Effects of Lattice Evolution and Ordering on the Microwave Dielectric Properties of Tin-Modified Li3Mg2NbO6‑Based Ceramics

In this contribution, the evolution of the crystal structure and the consequent effects on the microwave dielectric responses of the Sn4+-substituted Li3Mg2–x/3Sn x Nb1–2x/3O6 (0 ≤ x ≤ 1.5) ceramics were investigated as a function of the doping content. Interestingly, a wide range of solid solution (0 ≤ x ≤ 1.1) was obtained by the complex substitutions of Sn ions, and a composition-driven phase transition from the orthorhombic to cubic phase accompanied by an order–disorder transformation occurring in the range of 0.1 ≤ x ≤ 0.7. During the process of the phase transition, high-resolution transmission electron microscopy images showed the presence of a coherent phase boundary between the orthorhombic and cubic phases, which was formed owing to their similar rock-salt crystal configurations and small mismatches in the subcell–lattice parameters.
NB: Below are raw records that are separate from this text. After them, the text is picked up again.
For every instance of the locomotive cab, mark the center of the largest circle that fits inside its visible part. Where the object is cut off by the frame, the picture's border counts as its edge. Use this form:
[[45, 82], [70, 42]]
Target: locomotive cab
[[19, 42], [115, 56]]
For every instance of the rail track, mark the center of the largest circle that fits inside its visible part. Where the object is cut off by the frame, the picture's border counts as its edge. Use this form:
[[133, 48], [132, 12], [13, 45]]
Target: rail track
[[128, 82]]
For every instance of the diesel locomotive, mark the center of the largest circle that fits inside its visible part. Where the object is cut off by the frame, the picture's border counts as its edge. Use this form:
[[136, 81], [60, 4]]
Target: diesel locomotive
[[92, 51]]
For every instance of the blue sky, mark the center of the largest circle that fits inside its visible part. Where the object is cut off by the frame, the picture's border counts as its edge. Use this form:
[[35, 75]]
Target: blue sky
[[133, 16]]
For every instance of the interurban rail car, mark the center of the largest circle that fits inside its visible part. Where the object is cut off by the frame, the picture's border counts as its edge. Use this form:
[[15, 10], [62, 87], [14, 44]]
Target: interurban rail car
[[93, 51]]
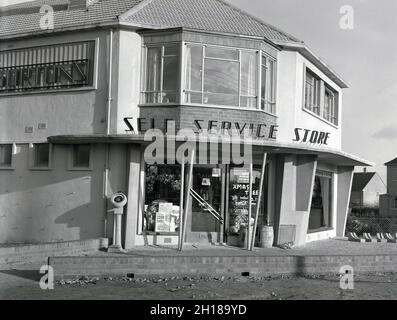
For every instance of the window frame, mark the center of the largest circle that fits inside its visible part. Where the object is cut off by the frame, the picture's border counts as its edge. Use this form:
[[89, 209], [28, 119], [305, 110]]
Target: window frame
[[181, 90], [11, 166], [32, 157], [323, 87], [71, 166]]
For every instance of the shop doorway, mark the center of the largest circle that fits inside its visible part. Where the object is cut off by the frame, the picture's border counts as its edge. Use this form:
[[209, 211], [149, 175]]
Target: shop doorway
[[321, 207], [206, 216]]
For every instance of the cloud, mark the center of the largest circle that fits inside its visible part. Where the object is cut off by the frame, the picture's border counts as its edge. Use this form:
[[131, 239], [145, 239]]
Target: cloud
[[386, 133]]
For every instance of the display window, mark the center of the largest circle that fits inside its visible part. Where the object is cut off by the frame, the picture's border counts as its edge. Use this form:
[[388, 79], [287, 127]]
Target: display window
[[162, 198]]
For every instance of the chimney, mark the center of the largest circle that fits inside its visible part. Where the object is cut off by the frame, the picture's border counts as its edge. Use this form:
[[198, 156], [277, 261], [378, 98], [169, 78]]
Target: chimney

Besides, the electron diffraction patterns indicated that the specimen with relatively low Sn concentration (x = 0.2) contained reconstructed superlattices. The unique layered structure of the end-member Li3Mg2NbO6 constrained the form of the substitution for the dopant ions, where the nonequivalent ions (Sn4+) were expected to enter into the Nb–Mg–Nb clusters in the Nb-rich layers preferentially, which was likely to be the cause of the formation of the reconstructed superlattices. The substitution-induced superlattices were highly related to the low dielectric loss of the specimens, and a small amount of Sn doping (0 ≤ x ≤ 0.3 mol) also lowered the internal strain of the samples. As the Sn concentration increased from 0 to 0.3, the quality factors (Q × f) were significantly enhanced from 91,700 to 118,700 GHz with the emergence of the reconstructed superlattices and the lowered internal strain.